Un esempio concreto può chiarire l'applicazione di tali criteri. Si consideri un paziente oncologico terminale, affetto da metastasi polmonari e cerebrali, che riceve quotidianamente un trattamento palliativo con farmaci oppiacei a rilascio controllato e corticosteroidi ad alte dosi. In assenza della terapia, la compromissione respiratoria e neurologica determinerebbe un aggravamento rapido e il decesso in pochi giorni. In tale ipotesi, secondo i criteri stabiliti dalla Corte, la dipendenza da trattamenti salvavita può considerarsi sussistente, poiché è solo grazie al trattamento che la sopravvivenza è prolungata.[10]
In termini procedurali, il paziente che intenda accedere alla procedura di assistenza al suicidio deve presentare un'istanza scritta alla struttura sanitaria di riferimento, allegando la documentazione clinica aggiornata. L'équipe medica provvede alla redazione di una relazione tecnica e il Comitato etico, nella maggior parte delle regioni, ha circa 30 giorni per rendere il proprio parere.
In caso di parere favorevole, il paziente può scegliere di procedere secondo modalità farmacologicamente controllate, anche in ambiente domestico, con la supervisione di personale sanitario, se richiesto. Il sistema sanitario non è obbligato a fornire il farmaco, ma deve garantire l'accesso alla procedura, secondo quanto affermato dalla giurisprudenza ordinaria.[11]
Infine, è opportuno sottolineare che la sussistenza della dipendenza non determina automaticamente il diritto alla procedura: essa rappresenta solo uno dei quattro presupposti, che devono tutti coesistere. Il mancato accertamento anche di uno solo dei requisiti esclude la possibilità di accesso alla pratica senza conseguenze penali per chi presta aiuto. Per questo motivo, la perizia medica assume una funzione decisiva, pertanto, deve essere dettagliata, aggiornata e fondata su un'analisi individualizzata delle condizioni del paziente. La mancanza di elementi chiari nella relazione peritale è spesso causa di rigetto o di contenziosi.
La nozione di dipendenza da trattamenti di sostegno vitale, ai fini dell'accesso alla procedura di suicidio medicalmente assistito, è stata oggetto di un'evoluzione giurisprudenziale che ha condotto a una definizione non formalistica, ma sostanziale.
La Corte Costituzionale ha chiarito che il trattamento può consistere anche in terapie farmacologiche, laddove essenziali alla sopravvivenza nel breve termine.

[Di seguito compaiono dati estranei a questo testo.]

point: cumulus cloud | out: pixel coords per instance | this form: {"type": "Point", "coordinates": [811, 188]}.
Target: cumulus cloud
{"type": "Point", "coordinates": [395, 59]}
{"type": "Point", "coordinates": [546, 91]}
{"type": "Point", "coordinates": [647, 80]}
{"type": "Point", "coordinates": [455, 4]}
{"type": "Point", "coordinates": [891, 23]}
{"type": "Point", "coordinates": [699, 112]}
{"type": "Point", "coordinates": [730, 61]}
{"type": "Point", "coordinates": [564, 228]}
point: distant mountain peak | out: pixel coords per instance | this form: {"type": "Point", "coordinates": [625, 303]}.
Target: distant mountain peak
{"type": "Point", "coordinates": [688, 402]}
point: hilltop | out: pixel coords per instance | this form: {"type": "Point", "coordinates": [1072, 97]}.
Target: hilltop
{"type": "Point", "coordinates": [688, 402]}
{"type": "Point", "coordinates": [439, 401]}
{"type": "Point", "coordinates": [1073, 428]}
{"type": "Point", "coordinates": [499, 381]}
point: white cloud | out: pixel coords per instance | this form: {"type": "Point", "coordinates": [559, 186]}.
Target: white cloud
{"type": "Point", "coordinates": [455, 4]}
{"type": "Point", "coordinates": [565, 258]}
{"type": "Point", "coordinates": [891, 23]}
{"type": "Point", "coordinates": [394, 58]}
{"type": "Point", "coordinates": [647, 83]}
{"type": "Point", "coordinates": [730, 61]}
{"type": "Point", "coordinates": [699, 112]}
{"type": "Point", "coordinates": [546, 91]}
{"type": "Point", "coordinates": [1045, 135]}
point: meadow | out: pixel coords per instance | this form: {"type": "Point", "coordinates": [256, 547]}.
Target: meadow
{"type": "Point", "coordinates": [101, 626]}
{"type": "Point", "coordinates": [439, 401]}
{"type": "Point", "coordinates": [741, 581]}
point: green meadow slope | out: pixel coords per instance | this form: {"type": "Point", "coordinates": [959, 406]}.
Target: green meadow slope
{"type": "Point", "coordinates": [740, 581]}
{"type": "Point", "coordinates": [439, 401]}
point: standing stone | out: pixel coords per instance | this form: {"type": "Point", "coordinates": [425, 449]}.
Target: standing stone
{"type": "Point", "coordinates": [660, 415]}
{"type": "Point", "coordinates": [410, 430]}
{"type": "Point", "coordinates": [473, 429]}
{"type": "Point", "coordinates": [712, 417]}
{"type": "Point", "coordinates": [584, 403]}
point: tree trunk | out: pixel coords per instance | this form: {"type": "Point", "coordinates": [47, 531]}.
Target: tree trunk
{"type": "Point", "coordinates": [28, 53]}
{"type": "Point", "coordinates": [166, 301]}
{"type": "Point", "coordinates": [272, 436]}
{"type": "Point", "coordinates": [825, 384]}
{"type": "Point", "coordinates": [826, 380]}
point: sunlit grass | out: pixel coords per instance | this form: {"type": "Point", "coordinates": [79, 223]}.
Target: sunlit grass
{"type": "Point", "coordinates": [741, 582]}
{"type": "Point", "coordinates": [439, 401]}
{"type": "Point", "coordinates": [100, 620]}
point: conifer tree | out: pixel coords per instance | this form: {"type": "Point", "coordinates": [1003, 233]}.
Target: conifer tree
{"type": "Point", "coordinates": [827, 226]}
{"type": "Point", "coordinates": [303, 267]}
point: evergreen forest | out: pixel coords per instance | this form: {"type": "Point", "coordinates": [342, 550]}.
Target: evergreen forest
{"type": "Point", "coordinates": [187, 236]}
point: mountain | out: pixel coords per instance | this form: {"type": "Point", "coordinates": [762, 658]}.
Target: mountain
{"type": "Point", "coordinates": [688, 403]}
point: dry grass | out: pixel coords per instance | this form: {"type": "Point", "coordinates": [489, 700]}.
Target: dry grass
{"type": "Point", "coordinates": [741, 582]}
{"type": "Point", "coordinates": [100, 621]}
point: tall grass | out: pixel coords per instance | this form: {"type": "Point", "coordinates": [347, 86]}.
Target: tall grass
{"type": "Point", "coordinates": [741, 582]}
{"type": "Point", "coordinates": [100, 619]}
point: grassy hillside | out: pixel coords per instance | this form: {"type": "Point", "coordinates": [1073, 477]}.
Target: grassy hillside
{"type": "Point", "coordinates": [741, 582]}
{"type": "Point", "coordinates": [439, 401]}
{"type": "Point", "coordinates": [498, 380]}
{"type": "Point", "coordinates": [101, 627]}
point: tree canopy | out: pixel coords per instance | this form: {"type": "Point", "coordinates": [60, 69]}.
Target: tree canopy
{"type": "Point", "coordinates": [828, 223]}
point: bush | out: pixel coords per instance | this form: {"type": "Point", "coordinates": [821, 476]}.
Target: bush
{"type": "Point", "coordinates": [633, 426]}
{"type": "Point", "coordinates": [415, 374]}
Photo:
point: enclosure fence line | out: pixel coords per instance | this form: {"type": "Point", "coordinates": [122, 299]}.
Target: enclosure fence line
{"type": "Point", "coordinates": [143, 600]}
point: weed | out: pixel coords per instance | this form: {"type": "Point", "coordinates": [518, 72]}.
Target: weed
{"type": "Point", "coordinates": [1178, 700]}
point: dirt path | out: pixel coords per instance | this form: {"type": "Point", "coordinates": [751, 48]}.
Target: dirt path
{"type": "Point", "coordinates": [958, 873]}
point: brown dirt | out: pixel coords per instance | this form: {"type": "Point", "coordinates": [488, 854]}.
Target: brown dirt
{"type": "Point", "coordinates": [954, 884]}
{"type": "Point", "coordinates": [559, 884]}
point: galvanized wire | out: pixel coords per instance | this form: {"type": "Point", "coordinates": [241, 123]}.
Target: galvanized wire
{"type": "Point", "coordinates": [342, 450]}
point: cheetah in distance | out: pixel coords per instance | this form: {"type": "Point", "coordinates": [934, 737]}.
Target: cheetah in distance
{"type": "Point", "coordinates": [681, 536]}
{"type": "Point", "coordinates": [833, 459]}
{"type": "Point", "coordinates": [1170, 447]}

Il percorso di verifica è demandato alle strutture sanitarie territoriali e si fonda su valutazioni cliniche multidisciplinari e su un parere del Comitato etico. In questo contesto, è fondamentale che la perizia sia redatta con rigore metodologico, al fine di accertare in modo oggettivo la sussistenza del requisito. La centralità dell'elemento clinico e la necessità di garantire la dignità e l'autonomia del paziente richiedono un approccio attento e non burocratico.
[1] Corte cost., sent. 242/2019, punto 14 del Considerato in diritto.
[2] Ivi.
[3] Corte cost., sent. 135/2024, punti 1 e 5.
[4] Ivi, punto 5.3.
[5] Corte cost., sent. 242/2019, punto 12; v. anche Corte cost., sent. 84/2022, in tema di dignità della persona.
[6] Corte cost., sent. 135/2024, punto 5.3.
[7] Cfr. Comitato Nazionale per la Bioetica, Parere su "Assistenza al suicidio e ruolo del Comitato etico", 2020.
[8] Corte cost., sent. 242/2019, punto 14.3; v. anche Regolamento Regione Toscana, DGR n. 635/2022.
[9] Corte cost., sent. 135/2024, punto 5.4.
[10] Ivi, punto 6.
[11] Trib. Milano, ord. 9 marzo 2022, in tema di obblighi informativi e garanzie di accesso alla procedura.